To construct strains carrying mutations in both NHEJ and rad52 (JN362a Δku70Δrad52 and JN362a Δnej1Δrad52), the strains JN362a Δku70::LEU2 and JN362a Δnej1::KanMX4 were converted to rad52⁻ by one-step disruption using either pSM20, which carries a LEU2 disruption of the RAD52 gene, or a KANMX4 disruption of RAD52 obtained as described above (34). The transformants were verified using the procedures described above and also scored for sensitivity to 0.017% methylmethane sulfonate. To construct strains carrying mutations in both NHEJ and rad1, JN362a or JN362a Δku70::LEU2 cells were converted to Δrad1 using a Δrad1::URA3 cassette. Transformants were verified as described above and also scored for sensitivity to UV light.

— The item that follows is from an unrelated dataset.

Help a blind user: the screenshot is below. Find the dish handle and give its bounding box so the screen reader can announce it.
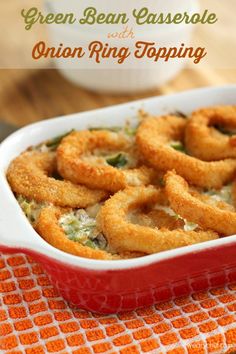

To obtain strains overexpressing wild-type yeast topoisomerase II, the appropriate strains were transformed with pDED1TOP2 (30). For expression of drug-hypersensitive alleles of TOP2, the strains were transformed with plasmids pDED1TOP2S740W (35) or pDED1TOP2T744P (36), which carry the etoposide-hypersensitive allele Ser⁷⁴⁰Trp or the mAMSA-hypersensitive allele Thr⁷⁴⁴Pro.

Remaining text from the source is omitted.